Some corporate critics have argued that the only way to deter egregious misconduct by companies may be to give prosecutors the option to seek the “death penalty”—revocation of the firm’s charter and the closing of the business.
Ever since the dismantling of Arthur Andersen after its conviction on criminal charges relating to its auditing of Enron, prosecutors at the federal level have avoided seeking that harsh remedy. In fact, they moved sharply in the other direction by adopting dubious arrangements known as deferred prosecution and non-prosecution agreements that allow companies essentially to buy their way out of criminal jeopardy. A recent report from Public Citizen found that these arrangements have been a failure in deterring corporate wrongdoing.

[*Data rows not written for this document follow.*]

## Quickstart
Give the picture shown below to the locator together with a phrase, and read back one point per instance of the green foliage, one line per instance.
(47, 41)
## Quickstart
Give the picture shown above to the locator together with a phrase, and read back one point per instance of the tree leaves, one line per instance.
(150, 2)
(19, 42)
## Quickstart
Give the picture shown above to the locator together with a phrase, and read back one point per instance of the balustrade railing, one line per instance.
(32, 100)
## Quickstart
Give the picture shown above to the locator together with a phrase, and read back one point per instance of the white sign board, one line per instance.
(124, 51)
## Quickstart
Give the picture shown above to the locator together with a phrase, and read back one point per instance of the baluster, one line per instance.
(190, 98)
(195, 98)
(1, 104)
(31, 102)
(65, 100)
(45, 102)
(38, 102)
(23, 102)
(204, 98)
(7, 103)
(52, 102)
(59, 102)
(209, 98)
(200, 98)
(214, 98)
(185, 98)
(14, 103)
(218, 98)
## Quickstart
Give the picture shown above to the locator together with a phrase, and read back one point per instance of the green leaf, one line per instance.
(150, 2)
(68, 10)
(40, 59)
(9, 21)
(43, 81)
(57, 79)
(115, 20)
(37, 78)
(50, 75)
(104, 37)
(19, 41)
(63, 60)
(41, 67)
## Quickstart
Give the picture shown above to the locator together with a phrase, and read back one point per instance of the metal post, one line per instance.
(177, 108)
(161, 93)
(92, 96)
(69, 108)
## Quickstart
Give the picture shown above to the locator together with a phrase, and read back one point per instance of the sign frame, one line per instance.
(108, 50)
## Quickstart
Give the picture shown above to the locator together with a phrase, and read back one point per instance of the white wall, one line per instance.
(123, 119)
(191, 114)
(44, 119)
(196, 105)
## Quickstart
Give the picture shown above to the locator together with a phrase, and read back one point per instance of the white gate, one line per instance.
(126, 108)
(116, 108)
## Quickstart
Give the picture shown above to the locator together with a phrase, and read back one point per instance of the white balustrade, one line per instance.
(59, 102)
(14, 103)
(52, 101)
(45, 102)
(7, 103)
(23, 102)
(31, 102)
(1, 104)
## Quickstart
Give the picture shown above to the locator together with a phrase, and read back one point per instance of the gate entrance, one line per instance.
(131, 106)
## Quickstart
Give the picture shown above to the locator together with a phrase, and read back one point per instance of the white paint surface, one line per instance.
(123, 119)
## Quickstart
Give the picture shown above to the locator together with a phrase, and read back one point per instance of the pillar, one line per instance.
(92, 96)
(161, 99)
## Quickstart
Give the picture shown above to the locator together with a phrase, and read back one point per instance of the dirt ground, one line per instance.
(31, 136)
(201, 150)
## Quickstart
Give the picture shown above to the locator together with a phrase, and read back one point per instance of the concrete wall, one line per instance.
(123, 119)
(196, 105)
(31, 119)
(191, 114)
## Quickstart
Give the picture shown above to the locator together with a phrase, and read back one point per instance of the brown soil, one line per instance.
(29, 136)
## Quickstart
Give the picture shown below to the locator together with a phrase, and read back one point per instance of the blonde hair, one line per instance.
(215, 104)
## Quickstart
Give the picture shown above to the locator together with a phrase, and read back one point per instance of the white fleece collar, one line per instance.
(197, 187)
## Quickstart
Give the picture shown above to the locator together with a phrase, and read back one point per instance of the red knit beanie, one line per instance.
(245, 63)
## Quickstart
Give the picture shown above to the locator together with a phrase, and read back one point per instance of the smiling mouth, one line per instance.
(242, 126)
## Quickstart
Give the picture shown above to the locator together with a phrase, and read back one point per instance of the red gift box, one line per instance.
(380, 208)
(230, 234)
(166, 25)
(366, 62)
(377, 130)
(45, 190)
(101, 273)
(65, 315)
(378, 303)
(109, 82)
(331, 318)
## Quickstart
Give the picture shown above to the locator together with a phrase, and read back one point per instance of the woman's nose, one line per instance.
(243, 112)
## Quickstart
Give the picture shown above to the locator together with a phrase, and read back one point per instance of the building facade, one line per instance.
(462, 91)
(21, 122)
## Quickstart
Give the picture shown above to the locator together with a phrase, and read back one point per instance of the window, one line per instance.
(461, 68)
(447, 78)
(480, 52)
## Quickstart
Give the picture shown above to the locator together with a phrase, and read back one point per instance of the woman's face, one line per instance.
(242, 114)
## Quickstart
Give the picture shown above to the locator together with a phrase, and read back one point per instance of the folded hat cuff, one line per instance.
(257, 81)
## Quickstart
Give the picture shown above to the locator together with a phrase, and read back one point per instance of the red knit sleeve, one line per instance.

Yet what has received less attention is the fact that the corporate death penalty is alive and well at the state level. Numerous state AGs have been using this method to deal with those firms considered unredeemable bad actors.
For example, the Delaware AG Kathy Jennings recently announced that she had filed actions in the state Court of Chancery to dissolve 15 Delaware business entities for involvement in criminal activities. Her press release stated: “State law allows the Attorney General to petition for cancellation of an entity’s Delaware formation document when its powers, privileges, or existence have been abused or misused.”
Among the firms she moved to dissolve were LOAV Ltd., Davis Manafort International LLC, DMP International LLC, BADE LLC, Jupiter Holdings Management, LLC, and Davis, Manafort & Stone, Inc. The principals of these companies, the AG noted, were Paul Manafort and Richard Gates, who pleaded guilty in 2018 to charges involving money laundering, failing to register as a foreign agent, failure to report bank transactions, and making false statements. Manafort was also convicted in 2018 by a jury of tax and bank fraud charges. The charges against the two men included allegations that they used the named businesses to illegally conceal from the United States government millions of dollars in income received from the Ukrainian government as well as evading roughly $1.4 million in personal income taxes owed to the IRS while funding lavish personal expenditures.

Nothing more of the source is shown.